Mme GRETTA FENNER, Directrice générale de l’Institut de Bâle sur la gouvernance, a particulièrement salué les paragraphes de la Déclaration politique qui encouragent les États à recourir aux régimes de confiscation des avoirs, avec ou sans condamnation. Elle a aussi salué le fait que le texte reconnaisse que les États ne respectent pas encore leur engagement en matière de coopération, lorsqu’il s’agit d’enquêter sur la corruption et de récupérer les avoirs volés. La coopération internationale, a-t-elle fait observer, est obstruée par la lourdeur des bureaucraties dans de nombreux pays, et parfois par des procédures qui semblent favoriser la partie défenderesse. La représentante s’est aussi dite encouragée par le fait que les États Membres aient consacré la notion d’action collective en tant que norme émergente importante dans la prévention de la corruption. Elle a dûment salué la référence au rôle essentiel des acteurs autres que les gouvernements. L’essentiel de ce document donne donc des raisons d’espérer.
Alors que les niveaux de corruption restent incroyablement élevés et qu’aucun pays n’est épargné, la représentante a félicité « les courageux » parmi les forces de l’ordre, les médias et la population générale qui résistent, se lèvent et protestent, souvent au prix de grands sacrifices. Parce que la corruption est une maladie « très résistante aux multiples variantes », les solutions purement juridiques et techniques ne suffisent pas. Nous devons, s’est expliquée la représentante, comprendre l’économie politique de ce fléau et investir dans l’éducation pour aiguiser le regard de la population dans « le brouillard de la corruption ». À ce stade, la pire des choses qui pourrait arriver à la communauté internationale serait d’adopter une Déclaration politique sans suite. Elle a donc exhorté les États Membres à autoriser l’examen « complet et public » de leurs efforts de mise en œuvre.

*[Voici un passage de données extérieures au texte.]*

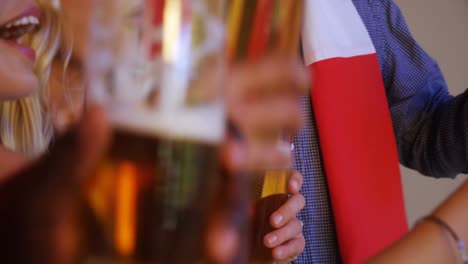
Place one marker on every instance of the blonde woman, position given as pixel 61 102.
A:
pixel 36 198
pixel 26 53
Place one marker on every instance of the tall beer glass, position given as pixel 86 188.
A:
pixel 257 28
pixel 156 66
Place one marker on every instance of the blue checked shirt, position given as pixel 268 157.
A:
pixel 429 126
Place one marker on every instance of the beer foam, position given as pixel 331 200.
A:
pixel 202 124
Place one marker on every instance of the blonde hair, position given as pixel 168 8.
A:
pixel 25 125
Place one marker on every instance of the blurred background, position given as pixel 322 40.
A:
pixel 440 27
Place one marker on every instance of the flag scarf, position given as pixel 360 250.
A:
pixel 355 129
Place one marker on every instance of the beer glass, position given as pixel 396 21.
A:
pixel 257 28
pixel 156 66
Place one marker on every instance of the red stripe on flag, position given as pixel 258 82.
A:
pixel 262 26
pixel 360 156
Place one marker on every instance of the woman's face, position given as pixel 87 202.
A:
pixel 17 78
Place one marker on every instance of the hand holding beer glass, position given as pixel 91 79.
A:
pixel 256 29
pixel 156 66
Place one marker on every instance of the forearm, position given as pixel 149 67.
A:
pixel 428 243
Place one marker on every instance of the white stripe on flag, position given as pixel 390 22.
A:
pixel 333 29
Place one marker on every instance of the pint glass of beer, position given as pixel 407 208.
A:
pixel 257 28
pixel 156 66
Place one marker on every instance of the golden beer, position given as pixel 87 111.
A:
pixel 257 28
pixel 148 201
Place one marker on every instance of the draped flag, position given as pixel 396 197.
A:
pixel 355 129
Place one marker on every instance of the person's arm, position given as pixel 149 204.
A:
pixel 431 126
pixel 429 243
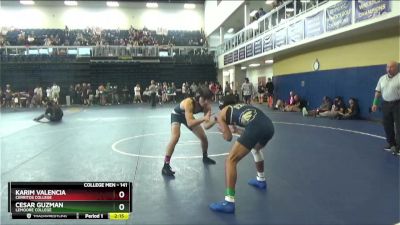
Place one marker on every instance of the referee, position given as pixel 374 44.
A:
pixel 389 89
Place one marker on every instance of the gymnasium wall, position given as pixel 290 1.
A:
pixel 27 76
pixel 350 68
pixel 48 14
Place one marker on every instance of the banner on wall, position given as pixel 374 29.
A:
pixel 280 38
pixel 296 31
pixel 225 59
pixel 338 15
pixel 242 53
pixel 367 9
pixel 236 55
pixel 314 25
pixel 267 43
pixel 258 47
pixel 249 50
pixel 230 58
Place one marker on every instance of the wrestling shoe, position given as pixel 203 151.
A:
pixel 224 207
pixel 166 170
pixel 258 184
pixel 207 160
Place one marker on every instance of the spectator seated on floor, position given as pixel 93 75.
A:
pixel 325 106
pixel 281 105
pixel 296 105
pixel 352 112
pixel 53 113
pixel 337 107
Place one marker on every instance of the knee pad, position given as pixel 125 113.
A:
pixel 258 155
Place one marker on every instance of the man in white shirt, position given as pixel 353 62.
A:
pixel 247 90
pixel 55 92
pixel 138 96
pixel 388 88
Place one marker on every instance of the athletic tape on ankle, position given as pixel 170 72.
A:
pixel 230 192
pixel 258 155
pixel 376 101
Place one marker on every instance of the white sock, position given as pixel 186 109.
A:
pixel 260 176
pixel 230 199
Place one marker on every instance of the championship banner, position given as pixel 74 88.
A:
pixel 249 50
pixel 236 55
pixel 295 32
pixel 368 9
pixel 258 46
pixel 314 25
pixel 230 58
pixel 338 15
pixel 242 53
pixel 267 42
pixel 225 59
pixel 280 37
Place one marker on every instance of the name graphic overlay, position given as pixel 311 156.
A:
pixel 70 200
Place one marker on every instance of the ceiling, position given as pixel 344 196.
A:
pixel 83 2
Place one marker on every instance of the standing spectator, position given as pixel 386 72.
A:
pixel 270 92
pixel 228 88
pixel 8 96
pixel 193 89
pixel 153 91
pixel 247 91
pixel 38 95
pixel 55 93
pixel 388 88
pixel 261 91
pixel 138 97
pixel 184 90
pixel 71 92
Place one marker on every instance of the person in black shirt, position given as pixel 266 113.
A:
pixel 53 113
pixel 183 114
pixel 256 130
pixel 270 92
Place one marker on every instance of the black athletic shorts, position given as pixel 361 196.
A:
pixel 179 118
pixel 260 130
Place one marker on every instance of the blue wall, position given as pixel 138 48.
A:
pixel 358 82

M. ADESOLA KAZEEM ADEDUNTAN, Président-Directeur général de la « First Bank of Nigeria », a constaté à son tour que la corruption nuit à la croissance économique, à l’innovation et au développement durable. C’est aussi l’une des principales contraintes auxquelles fait face le secteur privé, a-t-il souligné, relevant que les entreprises sont confrontées à des risques élevés liés aux flux financiers illicites. Il est donc urgent de faire reculer ce phénomène, particulièrement à l’heure où les économies sont sévèrement impactées par la pandémie de COVID-19, a plaidé le responsable. En tant que membre du Pacte mondial, a-t-il indiqué, la « First Bank of Nigeria » intègre les principes des Nations Unies et promeut une culture d’intégrité, en insistant sur la prévention et la lutte contre l’extorsion et les pots-de-vin. L’établissement, a affirmé son PDG, s’engage à faire montre du plus haut niveau de transparence et sa réputation atteste de son engagement.
Dans ce cadre, la « First Bank of Nigeria » a pris des mesures à la fois internes et externes, axées sur une « tolérance zéro » en matière de corruption et un respect des lois et des réglementations dans toutes ses activités. En interne, a-t-il expliqué, le personnel doit signaler tout comportement non éthique ou illicite de manière confidentielle, sans crainte de représailles, de harcèlement ou d’intimidation. Au niveau externe, la banque travaille aux efforts menés sur la responsabilité sociale des entreprises. Elle œuvre aussi avec différentes parties prenantes à la promotion des programmes de lutte contre la corruption dans le secteur privé.